Sé que en esta época de tan cacareada globalización está de moda barrer debajo de la alfombra lo que algunos consideran “los viejos polvos del nacionalismo” ¡Ojo! Que los polvos bajo la alfombra al acumularse crecen montañosos bajo nuestros pies, entorpecen el descuidado paso y como diría mi querido amigo Tony Maldonado, pueden provocarnos una “caída de bruces y rompernos las narices”.

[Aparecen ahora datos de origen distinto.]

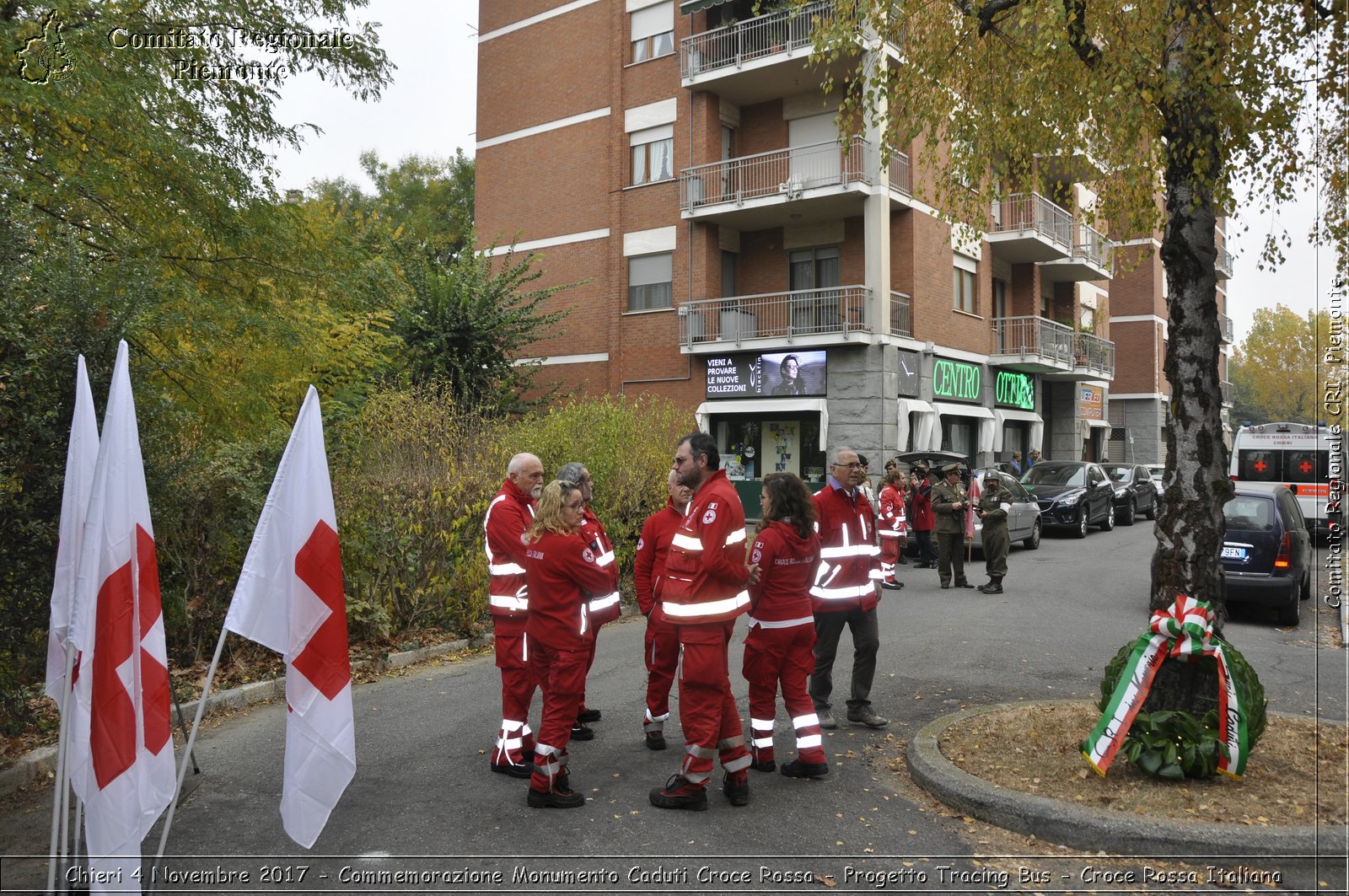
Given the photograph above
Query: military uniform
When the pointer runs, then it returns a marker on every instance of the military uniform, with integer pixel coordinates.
(995, 537)
(949, 507)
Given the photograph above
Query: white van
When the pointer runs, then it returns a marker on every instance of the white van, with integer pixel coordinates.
(1302, 456)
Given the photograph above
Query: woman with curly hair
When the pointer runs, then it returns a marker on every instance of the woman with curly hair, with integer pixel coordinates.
(782, 640)
(562, 574)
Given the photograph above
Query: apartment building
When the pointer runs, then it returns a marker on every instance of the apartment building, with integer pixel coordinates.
(679, 161)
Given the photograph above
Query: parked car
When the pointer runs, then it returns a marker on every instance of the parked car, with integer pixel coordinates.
(1072, 494)
(1133, 491)
(1023, 513)
(1267, 550)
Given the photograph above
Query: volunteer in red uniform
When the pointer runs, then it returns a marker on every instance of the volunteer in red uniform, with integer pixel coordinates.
(703, 591)
(661, 640)
(890, 527)
(782, 639)
(845, 591)
(604, 608)
(563, 572)
(510, 513)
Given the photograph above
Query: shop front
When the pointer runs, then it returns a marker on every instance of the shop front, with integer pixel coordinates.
(768, 413)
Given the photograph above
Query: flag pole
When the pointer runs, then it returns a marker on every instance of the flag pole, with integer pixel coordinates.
(186, 756)
(60, 797)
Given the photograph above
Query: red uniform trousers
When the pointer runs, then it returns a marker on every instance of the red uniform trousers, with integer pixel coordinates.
(661, 663)
(514, 740)
(706, 706)
(562, 678)
(787, 656)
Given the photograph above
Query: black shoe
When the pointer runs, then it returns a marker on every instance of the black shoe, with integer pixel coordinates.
(796, 768)
(739, 792)
(514, 770)
(679, 792)
(560, 797)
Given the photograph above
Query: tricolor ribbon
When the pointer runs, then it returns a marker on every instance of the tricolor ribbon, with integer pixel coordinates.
(1184, 632)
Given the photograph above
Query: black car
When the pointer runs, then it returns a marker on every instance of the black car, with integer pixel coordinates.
(1133, 491)
(1072, 494)
(1267, 550)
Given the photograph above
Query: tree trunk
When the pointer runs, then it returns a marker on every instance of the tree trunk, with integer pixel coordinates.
(1191, 525)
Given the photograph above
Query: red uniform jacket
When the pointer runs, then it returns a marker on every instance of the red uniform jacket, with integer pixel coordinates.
(604, 606)
(850, 561)
(892, 513)
(563, 574)
(510, 513)
(705, 571)
(652, 550)
(787, 570)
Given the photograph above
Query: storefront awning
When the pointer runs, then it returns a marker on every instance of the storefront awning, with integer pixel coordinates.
(1002, 415)
(984, 416)
(694, 6)
(766, 406)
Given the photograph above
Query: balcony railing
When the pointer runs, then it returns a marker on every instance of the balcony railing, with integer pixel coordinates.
(734, 45)
(1023, 212)
(1036, 336)
(901, 323)
(793, 314)
(776, 173)
(1224, 262)
(1093, 354)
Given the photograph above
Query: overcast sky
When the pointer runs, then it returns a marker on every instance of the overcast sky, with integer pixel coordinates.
(431, 111)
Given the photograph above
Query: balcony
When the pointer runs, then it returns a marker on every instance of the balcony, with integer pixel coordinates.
(820, 182)
(1090, 258)
(1223, 265)
(1029, 227)
(800, 318)
(901, 309)
(1050, 348)
(752, 61)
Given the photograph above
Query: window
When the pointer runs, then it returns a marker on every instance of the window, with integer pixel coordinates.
(649, 281)
(653, 31)
(962, 290)
(653, 154)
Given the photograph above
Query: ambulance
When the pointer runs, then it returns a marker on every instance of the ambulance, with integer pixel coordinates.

Sobrados ejemplos tenemos en Europa, Asia, Africa y en nuestra propia América. Que la comunidad internacional, es eso, inter nacional, no es supranacional ni subnacional, sino internacional, en paridad y respeto, no en subordinación. Si sueno político es porque lo soy. Soy puertorriqueño y eso de por sí es una posición política.

Les agradezco la paciencia con que han escuchado a este humanista puertorriqueño del año.

Muy buenas noches.
Antonio Martorell
lunes, 10 de diciembre 2007
Aceptación de la distinción Humanista del Año


Autor: Antonio Martorell
Publicado: 22 de septiembre de 2010.